The State Had at Least $52,000 of Her Money. Why Couldn’t She Get It Back?

Early in 2022, Sarah F. Cox got wind that someone named Connie was looking for her. The stranger wanted to reunite Ms. Cox with some lost money under her name that the State of New York was holding.

It sounded like a scam, so she didn’t bother following up immediately. But months later, Ms. Cox called Connie back when she was visiting the United States while moving from China to Singapore, where she lives now. It turned out that Connie was a kind of bounty hunter, helping people and businesses navigate states’ unclaimed property databases.

If she found your name, she would try to track you down and help you get back money that you may not have even realized was missing. For a cut, of course.

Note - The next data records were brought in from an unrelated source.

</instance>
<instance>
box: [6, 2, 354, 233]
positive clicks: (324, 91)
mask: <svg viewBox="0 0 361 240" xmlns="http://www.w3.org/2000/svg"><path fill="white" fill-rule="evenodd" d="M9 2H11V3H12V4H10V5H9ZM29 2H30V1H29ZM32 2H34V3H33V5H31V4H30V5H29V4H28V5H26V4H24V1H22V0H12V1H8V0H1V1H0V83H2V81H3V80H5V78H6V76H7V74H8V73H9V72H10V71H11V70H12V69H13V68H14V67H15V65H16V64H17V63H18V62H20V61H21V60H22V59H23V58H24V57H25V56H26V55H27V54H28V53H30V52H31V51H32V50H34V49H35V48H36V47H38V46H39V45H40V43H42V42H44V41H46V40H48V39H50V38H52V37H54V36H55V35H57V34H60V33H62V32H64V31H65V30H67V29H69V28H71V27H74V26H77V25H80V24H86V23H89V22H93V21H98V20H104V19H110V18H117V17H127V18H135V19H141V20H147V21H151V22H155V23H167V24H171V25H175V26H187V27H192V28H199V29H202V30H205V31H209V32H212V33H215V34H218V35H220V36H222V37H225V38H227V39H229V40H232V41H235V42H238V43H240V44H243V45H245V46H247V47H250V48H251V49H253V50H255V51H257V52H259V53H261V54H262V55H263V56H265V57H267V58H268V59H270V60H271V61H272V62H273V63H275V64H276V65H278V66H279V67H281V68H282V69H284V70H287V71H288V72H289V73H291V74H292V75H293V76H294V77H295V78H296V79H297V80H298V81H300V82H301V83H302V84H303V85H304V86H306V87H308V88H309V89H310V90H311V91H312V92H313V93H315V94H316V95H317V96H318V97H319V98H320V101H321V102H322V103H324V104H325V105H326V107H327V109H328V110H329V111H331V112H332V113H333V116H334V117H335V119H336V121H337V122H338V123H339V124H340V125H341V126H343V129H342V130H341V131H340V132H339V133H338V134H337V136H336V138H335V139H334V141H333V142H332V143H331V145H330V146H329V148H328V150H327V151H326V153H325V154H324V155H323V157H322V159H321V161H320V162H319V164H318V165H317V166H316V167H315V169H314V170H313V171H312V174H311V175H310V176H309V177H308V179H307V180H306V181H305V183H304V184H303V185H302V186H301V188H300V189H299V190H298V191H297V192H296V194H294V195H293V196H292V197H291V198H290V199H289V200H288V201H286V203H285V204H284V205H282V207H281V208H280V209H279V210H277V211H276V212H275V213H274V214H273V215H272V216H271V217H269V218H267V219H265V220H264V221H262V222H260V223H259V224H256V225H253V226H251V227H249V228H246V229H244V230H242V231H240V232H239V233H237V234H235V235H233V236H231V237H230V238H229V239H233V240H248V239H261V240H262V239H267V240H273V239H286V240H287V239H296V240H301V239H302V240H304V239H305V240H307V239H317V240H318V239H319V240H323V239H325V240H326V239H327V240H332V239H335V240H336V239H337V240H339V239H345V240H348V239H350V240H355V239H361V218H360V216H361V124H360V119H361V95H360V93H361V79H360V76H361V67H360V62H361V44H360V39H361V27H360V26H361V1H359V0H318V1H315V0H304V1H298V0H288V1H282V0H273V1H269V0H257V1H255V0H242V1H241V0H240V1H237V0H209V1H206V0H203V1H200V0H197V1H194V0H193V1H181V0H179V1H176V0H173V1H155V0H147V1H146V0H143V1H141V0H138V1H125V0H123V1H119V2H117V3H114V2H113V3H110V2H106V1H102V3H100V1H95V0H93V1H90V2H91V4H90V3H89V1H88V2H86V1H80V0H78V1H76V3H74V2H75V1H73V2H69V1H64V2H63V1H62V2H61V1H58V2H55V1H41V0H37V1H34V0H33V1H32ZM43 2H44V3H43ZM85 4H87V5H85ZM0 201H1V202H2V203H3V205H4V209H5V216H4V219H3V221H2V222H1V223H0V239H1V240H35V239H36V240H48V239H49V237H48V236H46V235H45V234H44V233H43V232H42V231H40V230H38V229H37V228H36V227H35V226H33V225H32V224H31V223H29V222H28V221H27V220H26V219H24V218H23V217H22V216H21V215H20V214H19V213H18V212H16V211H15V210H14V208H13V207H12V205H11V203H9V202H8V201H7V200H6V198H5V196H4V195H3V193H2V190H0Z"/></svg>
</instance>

Ms. Cox decided to find the information on her own, and sure enough, the online unclaimed property database that New York maintains had her name. And then it hit her — she had forgotten all about an old investment account.

The money in question originally came from a wealthy family friend who had tried to bolster Ms. Cox, who is 41, with an early selection of investments. She doesn’t remember the size of the original deposit or the date, but it was years before she turned 18. And by the time she became a young adult — which overlapped with the 2008 market meltdown — she wasn’t paying much attention to the size of the balance.

Why not? Well, because people like me and other elders told her to pay the markets almost no mind. “My father wasn’t too specific other than ‘It’s for the long term’ and ‘Don’t meddle,’” she said.